I'll quote Bishop's Pattern Recognition and Machine Learning (2006) in the context of the perceptron, an algorithm that, given two finite subsets of "patterns" $\mathcal{C}_1,\mathcal{C}_2\subseteq \mathbb{R}^D$, finds a hyperplane parametrized by $y(\mathbf{x}):=\mathbf{w}^T\mathbf{x}+w_0=0$ that separates $\mathcal{C}_1$ and $\mathcal{C}_2$ (when possible):
[...] The perceptron criterion [error function to be minimized] is therefore given by \begin{equation}\tag{4.54} E_P(\mathbf{w}) = -\sum_{n\in\mathcal{M}}\mathbf{w}^T\phi_n t_n \end{equation} where $\mathcal{M}$ denotes the set of misclassified patterns. [...] We now apply the stochastic [or sequential] gradient descent algorithm to this error function. The change in weight [$\mathbf{w}$] is then given by \begin{equation}\tag{4.55} \mathbf{w}^{(\tau +1)}=\mathbf{w}^\tau - \eta\nabla E_P(\mathbf{w})=\mathbf{w}^\tau +\eta\phi_n t_n \end{equation} where $\eta$ is the learning rate parameter and $\tau$ is an integer that indexes the step of the algorithm. [...] Note that, as the weight vector evolves during training, the set of patterns that are missclassified will change.

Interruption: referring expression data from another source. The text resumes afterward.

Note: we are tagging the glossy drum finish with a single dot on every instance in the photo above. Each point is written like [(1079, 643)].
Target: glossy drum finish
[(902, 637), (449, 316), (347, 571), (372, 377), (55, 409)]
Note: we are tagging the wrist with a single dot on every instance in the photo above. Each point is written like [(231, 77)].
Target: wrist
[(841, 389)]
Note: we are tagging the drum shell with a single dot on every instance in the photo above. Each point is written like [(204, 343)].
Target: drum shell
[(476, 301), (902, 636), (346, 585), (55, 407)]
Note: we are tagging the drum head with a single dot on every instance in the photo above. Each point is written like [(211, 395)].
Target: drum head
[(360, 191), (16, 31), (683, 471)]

How does $\nabla E_P(\mathbf{w}) = -\phi_n t_n$?
As Bishop mentions, $\mathcal{M}$ depends on the choice of $\mathbf{w}$ so the gradient doesn't commute with $\sum_{n\in \mathcal{M}}$. Furthermore, what does $n$ mean in this context? $n$, in the sum that defines $E_P(\mathbf{w})$, takes the role of an indexation variable so I don't see how one could then use it outside of the sum.

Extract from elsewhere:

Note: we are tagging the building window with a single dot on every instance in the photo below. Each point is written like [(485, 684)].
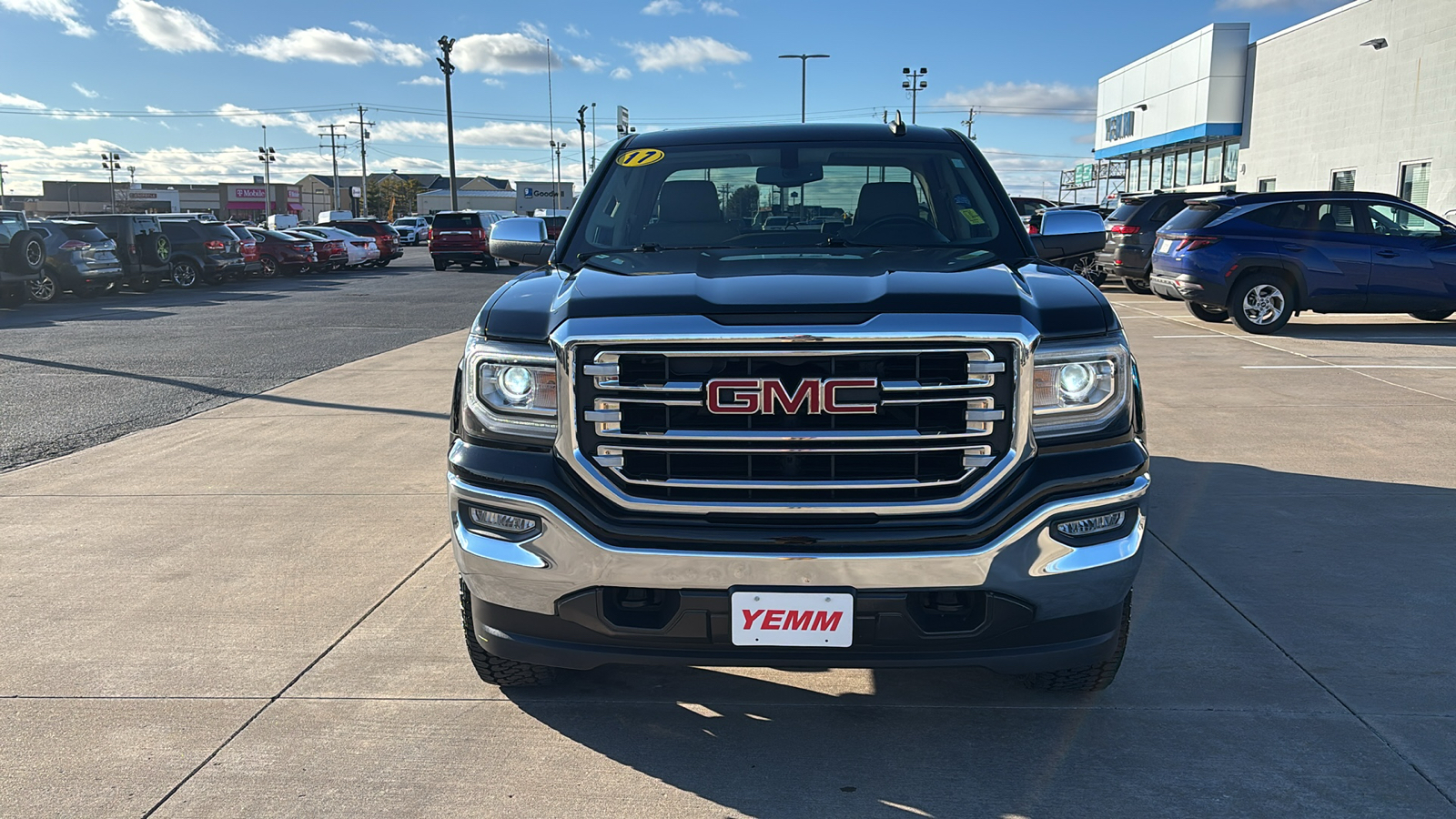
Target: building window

Equation 4.55 is very misleading. The paragraph after your excerpt does a better job of explaining the author's intent.
In stochastic gradient descent, instead of using the gradient of the entire error function, you choose one of the data points $x_n$ evaluate the gradient of the individual addend of the error function corresponding to that data point. For your $E_P$ function, this becomes $$\begin{cases}0 & n \notin \mathcal{M} \\ -\phi_n t_n & n \in \mathcal{M}\end{cases}$$
So the update is essentially $\mathbf{w}^{\tau + 1} \gets \mathbf{w} - \eta \phi_n t_n \mathbf{1}_{n \in \mathcal{M}}$, which matches the plain English description above.
Equation 4.55 is misleading in two ways: (1) it suggests that it is using the full gradient $\nabla E_P$ as the step, when it is actually using the stochastic gradient method, and (2) it only applies for the case when $n \in \mathcal{M}$.